We passed under a lead-colored trunk, four feet wide and rotting, and my face smooched a glopping spider-web, lard-heavy, skeined under the tree, and I saw a black spider the size of an infant’s fist scuttle away along a trunk perpendicular to this one (the network of trunks now seeming like the thoroughfares of collapsed cities). I heard heavy shuffling in the nettles up the hill, steep aside the stream, and I wondered if perhaps it was a bear, smarter than us, regaining the high ground, knowing what was coming.

Thunder and rain to come, that I knew, and if the rain did come, in the torrent, it would send a flash-flood down Buttermilk Brook.

It was indeed a bear, a yearling perhaps, his buttocks disappeared up the hill, into the green-walled air, and it was no surprise, for we had seen, all along the banks, wide chocolaty piles of steaming scat—the excretions of a bear that had a lot to give, a big bear. So that wasn’t him, or her. We sang loud idiot songs, but I didn’t tell Petra I had seen the furry-assed boy-bear so near us, whose mother would no doubt also be close by and covetous.
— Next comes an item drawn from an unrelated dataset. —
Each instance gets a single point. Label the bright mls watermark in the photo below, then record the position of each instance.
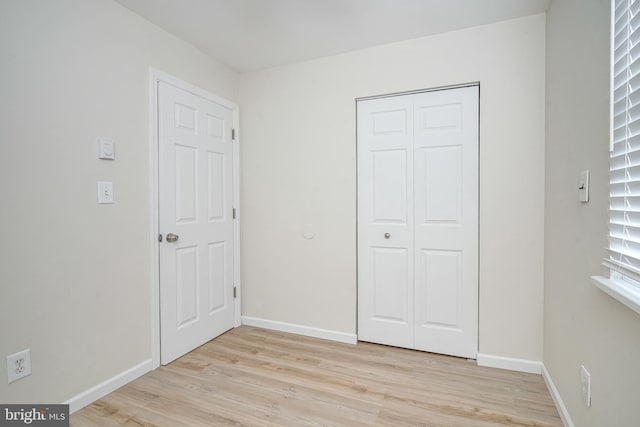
(34, 415)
“You think we’ll make it before dark?” Petra said, but her voice wasn’t worried. She was affirming that we would.

In five minutes, she would find the path. The steepness of the walls of the col softened, there began to appear wings of flat leaf-covered earth along the sides of the stream; the nettles dwindled, a shore was developing; along it there was the faintest trail, scattered with pellet scat, and Petra nosed it out. “Come on,” she said, walking faster, and the path rose slightly above the stream, along a rocky mound, dipped back along the water’s shanks, but it was really a path now, we both could see it. It was a deer path. We moved fast, no rocks or water or the chaining trees or the constant watching of the ground for footing, we almost ran; the path led up and away from the stream, and we could hear where the stream descended into a series of quick white cascades, the Buttermilk name understood now; and now we stood on a cliff height above the Buttermilk Falls. We saw a path down, and we scrambled, around the cliff, and at the bottom of the descent, Petra ran up the rocks to the edge of the falls. She shed her clothes, and I shed mine, and we held hands under the waterfall, making sounds that monkeys make at feeding time in zoos.

The rain fell in horses ten minutes later, after we had pulled on our wet pants and wet shirts. We still had a mile to walk up the road to the car at the trailhead of Peekamoose Mountain, and as we tramped, the sky unloaded its bowels fully, blowing against the mountain. There would be new blowdowns along Buttermilk Brook tonight.